Je l´ai accompagné avant-hier, dans une école occupée par des élèves qui tentent, avec quelques professeurs, de s´opposer au projet de privatisation d´écoles de l´État au bénéfice d´entretreprises privées (sic)! Le conflit est dur ! Il se vit à São Paulo, à Goiânia et chez nous, à Goiás. Il est du genre "David contre Goliath" ! L´enjeu est fondamental. Après avoir écouté les revendications et pris la mesure des dégâts futurs qui seront occasionnés à l´Enseignement dans son ensemble, un monde de l´Enseignement déjà bien mis à mal, Eugène a décidé d´écrire une lettre circulaire, qui sera diffusée largement, donnant clairement sa position et son total appui aux revendications. Il a aussi dit que la radio du diocèse était toute à la disposition des "grévistes" pour faire passer leurs messages.
Sa sympathie est une sympathie animée par une grande lucidité, une volonté de comprendre, pour ensuite s´engager sur le terrain. La lettre d´Eugène ne plaira pas au "tout-puissant" Gouverneur de l´État de Goiás, Mr. Marconi ! Ça, c´est sûr et certain !
Beaucoup me disent, à présent et sans reproche, qu´en Belgique aussi, il y a des pauvres et des problèmes sociaux ! Malheureusement ! C´est clair. Il y a beaucoup à faire, partout. Nous n´aurons jamais fini !
Je suis touché par les mots de mon ami Michel, prêtre en Belgique, qui m´écrit: "Cher Paul, merci pour ton message de Noël qui est pour nous interpellant! Oui, la préoccupation des pauvres est certainement permanente chez vous et, même si ici aussi il y a des problèmes, je sais que c´est sans comparaison! Tu réveilles nos solidarités et attentions. En tout cas, je te redis mes fraternelles amitiés et tous mes encouragements pour ton travail en "périphérie". Que le Seigneur lui-même soit ta joie et ta force! Avec ma prière et mes encouragements, Michel."
Et ce court message d´un autre ami, également prêtre, Philippe, qui me répond ce qui suit: "Paul, bonjour et merci pour ton message de Noël. En Europe aussi, nous fêtons Noël. On s´efforce aussi de le vivre avec les plus nécessiteux. Bien à toi, Philippe."
Noël: n´est-ce pas cela ? Et n´est-ce pas cela "tous les jours" ? Chacun et chacune, là où nous vivons, nous pouvons ouvrir les yeux et offrir notre coeur, notre tendresse. (1)

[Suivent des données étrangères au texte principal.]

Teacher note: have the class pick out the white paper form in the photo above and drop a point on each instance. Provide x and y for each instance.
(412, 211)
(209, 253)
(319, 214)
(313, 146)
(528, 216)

C´est d´abord le "coeur" qui est touché. Ensuite, c´est notre intelligence pour mettre en oeuvre concrètement des actions et des stratégies avec nos mains et nos pieds, et ce, surtout, en le faisant toujours avec d´autres personnes solidaires. (2)
Des personnes de tous les bords animées pour faire le bien et pour aider selon leurs possibilités, grandes ou humbles. Finalement, il n´y a de joie que dans le don. L´égoïsme nous assèche le coeur et nous tombons dans la tristesse du matérialisme. Ici, en temps de grande chaleur lors de la saison sèche, j´ai déjà vu des ruisseaux assèchés! Quelle désolation ! Pas une goutte d´eau là où, quelques semaines avant, courait encore, joyeux, un ruisseau d´eau claire avec "sa mélodie", son clapotis d´eau battant les pierres. Il n´y a de joie que dans le risque. Les assurances "sans fin" tuent la vie et donnent l´illusion de la protéger.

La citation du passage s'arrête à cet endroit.